5 Easy to Miss Accessibility Issues

Making sure that everyone has access to your website is important, just in principle. It can also be important for the bottom line at your business. When your site is hard for prospective customers to read, they’ll go elsewhere — people have lots of choices online.

We’ve written before about the most common accessibilty issues:

We do our best to persuade clients that they need high contrast text, navigation buttons that look like navigation and also like buttons, and alternate content for their Flash, videos, and images.

We also posted once about the Web Accessibility Initiative. I probably should have posted more than once. I was recently reminded of some things I hadn’t thought about much. Have you overlooked these accessibility issues?

  1. Assistive devices like screen readers can’t currently recognize the new semantic markers in HTML5. We might think that this is a problem with screen readers, but until they get it together, it’s also a problem with our HTML5 sites.
  2. People using screen readers may turn off Javascript on their computers. If they do, then they are not counted by Google Analytics, or other analytics programs using Javascript.
  3. Mobility limitations can keep people from using a mouse; many tech adaptations for people with limited use of their hands are modified keyboards.
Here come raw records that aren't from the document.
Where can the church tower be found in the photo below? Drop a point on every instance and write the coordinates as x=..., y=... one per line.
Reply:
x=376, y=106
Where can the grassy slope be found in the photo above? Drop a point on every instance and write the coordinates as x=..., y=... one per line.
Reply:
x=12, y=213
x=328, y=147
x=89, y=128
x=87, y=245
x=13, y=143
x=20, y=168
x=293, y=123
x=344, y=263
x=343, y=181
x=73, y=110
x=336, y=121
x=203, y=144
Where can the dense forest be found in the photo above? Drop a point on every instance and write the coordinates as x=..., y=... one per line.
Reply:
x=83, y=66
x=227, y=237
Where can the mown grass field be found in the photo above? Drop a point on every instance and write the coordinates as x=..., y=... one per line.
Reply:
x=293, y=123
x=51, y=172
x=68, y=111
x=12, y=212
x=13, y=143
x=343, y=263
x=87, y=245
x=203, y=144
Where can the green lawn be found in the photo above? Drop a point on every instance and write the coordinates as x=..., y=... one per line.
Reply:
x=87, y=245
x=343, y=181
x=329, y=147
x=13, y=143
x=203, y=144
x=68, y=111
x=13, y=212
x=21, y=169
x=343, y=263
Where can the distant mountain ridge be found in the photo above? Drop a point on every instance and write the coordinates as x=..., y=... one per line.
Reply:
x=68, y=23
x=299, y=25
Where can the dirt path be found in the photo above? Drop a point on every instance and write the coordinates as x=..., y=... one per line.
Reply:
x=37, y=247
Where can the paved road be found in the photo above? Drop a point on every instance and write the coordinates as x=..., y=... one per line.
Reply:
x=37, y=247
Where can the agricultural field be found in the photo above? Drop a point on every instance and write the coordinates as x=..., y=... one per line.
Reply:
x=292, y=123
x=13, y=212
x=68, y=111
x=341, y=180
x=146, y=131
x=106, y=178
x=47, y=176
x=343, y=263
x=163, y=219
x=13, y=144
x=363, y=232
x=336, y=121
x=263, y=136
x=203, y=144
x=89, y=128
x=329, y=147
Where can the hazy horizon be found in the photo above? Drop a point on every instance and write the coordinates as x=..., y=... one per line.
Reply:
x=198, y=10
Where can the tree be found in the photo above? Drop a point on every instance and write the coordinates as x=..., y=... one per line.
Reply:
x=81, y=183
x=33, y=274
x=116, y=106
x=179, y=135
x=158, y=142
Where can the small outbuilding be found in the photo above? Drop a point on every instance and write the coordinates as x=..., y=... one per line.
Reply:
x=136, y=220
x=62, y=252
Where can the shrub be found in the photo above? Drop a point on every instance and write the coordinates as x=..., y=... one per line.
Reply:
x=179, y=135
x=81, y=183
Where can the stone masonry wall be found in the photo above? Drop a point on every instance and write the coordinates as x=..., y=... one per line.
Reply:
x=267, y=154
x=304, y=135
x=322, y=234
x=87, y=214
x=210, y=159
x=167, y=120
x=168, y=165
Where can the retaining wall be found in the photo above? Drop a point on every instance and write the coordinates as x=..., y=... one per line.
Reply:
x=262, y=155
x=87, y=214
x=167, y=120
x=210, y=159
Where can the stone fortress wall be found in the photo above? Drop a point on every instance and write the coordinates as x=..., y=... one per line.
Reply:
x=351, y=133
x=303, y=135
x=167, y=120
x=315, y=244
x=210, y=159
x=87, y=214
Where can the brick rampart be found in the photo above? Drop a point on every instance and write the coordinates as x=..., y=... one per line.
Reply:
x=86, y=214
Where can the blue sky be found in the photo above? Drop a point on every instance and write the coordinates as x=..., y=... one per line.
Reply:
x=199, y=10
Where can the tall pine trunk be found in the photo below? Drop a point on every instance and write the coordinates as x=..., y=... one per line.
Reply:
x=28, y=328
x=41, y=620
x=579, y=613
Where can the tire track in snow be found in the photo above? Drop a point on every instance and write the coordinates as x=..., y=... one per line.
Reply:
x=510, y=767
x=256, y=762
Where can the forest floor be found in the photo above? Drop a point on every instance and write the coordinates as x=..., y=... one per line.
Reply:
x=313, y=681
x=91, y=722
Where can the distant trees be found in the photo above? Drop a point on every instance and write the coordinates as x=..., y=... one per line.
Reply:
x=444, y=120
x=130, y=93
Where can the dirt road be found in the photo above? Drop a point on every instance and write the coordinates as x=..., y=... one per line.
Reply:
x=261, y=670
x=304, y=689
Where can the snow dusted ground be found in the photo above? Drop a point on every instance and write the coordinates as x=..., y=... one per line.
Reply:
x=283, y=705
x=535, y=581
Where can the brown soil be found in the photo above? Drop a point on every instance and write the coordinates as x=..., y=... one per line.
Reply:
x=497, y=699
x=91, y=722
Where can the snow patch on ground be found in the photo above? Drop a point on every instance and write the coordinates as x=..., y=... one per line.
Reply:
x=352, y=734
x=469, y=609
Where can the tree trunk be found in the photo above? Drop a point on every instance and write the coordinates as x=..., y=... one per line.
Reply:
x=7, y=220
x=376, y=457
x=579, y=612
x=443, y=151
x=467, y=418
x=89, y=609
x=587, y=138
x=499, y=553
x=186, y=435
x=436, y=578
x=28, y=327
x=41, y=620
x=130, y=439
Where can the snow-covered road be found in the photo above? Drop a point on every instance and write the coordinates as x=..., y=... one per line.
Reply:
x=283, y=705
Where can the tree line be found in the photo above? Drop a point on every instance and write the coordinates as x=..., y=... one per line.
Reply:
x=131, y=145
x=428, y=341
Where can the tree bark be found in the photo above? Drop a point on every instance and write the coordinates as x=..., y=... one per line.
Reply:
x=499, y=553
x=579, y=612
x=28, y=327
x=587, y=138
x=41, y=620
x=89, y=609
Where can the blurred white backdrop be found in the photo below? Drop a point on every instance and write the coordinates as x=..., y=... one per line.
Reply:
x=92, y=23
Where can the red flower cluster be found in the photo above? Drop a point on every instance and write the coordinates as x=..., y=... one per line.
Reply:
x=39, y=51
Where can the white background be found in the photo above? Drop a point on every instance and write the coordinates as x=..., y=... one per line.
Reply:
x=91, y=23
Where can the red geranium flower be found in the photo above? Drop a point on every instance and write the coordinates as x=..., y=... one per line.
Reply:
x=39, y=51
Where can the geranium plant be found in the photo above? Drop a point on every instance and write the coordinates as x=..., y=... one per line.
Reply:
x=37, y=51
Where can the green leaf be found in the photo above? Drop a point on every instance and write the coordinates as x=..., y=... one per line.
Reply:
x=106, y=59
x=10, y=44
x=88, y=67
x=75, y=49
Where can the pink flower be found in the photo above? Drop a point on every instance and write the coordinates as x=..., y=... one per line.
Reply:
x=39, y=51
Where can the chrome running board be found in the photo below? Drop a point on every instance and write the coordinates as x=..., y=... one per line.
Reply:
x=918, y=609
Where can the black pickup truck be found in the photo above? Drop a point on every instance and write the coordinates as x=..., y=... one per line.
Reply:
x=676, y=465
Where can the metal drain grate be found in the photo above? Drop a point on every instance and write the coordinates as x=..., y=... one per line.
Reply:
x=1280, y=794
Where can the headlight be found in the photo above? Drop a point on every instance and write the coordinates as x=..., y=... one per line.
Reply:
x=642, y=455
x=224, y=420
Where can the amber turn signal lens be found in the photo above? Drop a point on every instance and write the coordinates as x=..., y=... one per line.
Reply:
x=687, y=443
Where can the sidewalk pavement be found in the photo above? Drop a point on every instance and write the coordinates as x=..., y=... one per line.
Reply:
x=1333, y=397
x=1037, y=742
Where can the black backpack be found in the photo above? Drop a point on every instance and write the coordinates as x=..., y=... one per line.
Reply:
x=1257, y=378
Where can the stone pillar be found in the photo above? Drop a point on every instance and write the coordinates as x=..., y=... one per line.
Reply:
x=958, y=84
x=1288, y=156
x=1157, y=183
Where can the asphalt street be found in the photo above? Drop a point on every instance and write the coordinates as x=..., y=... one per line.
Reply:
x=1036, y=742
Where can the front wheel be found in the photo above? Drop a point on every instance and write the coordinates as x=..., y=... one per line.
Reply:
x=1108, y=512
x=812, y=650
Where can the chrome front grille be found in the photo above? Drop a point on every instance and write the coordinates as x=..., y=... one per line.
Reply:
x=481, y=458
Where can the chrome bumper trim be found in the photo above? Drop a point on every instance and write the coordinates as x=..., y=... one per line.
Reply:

What’s more, a mouse requires vision to operate, while a keyboard may be operated by touch. If your navigation relies on hovering with a mouse, you’re shutting people out of your site.
  4. If color conveys meaning on your page (beyond the most abstract understanding of the phrase), people who are colorblind or using screen readers will miss it. Having required fields in a form in a different color, for example, or color coding a table without providing a summary of the data — this kind of use of color limits access.
  5. There are disabilities that make it more likely that a user will make an error. People with limited access to or comfort with computers are also more likely to misunderstand or to make errors with websites that rely on tech knowledge. For example, it’s more common now to use the site logo as a Homepage button. What if you didn’t know that? How would you find the homepage?

When you design a new site, or update or redesign your website, consider these factors. If your population includes people with special needs, you have to make accessibility a high priority. If your population doesn’t include people with special needs — are you sure it doesn’t? Why limit your audience in that way?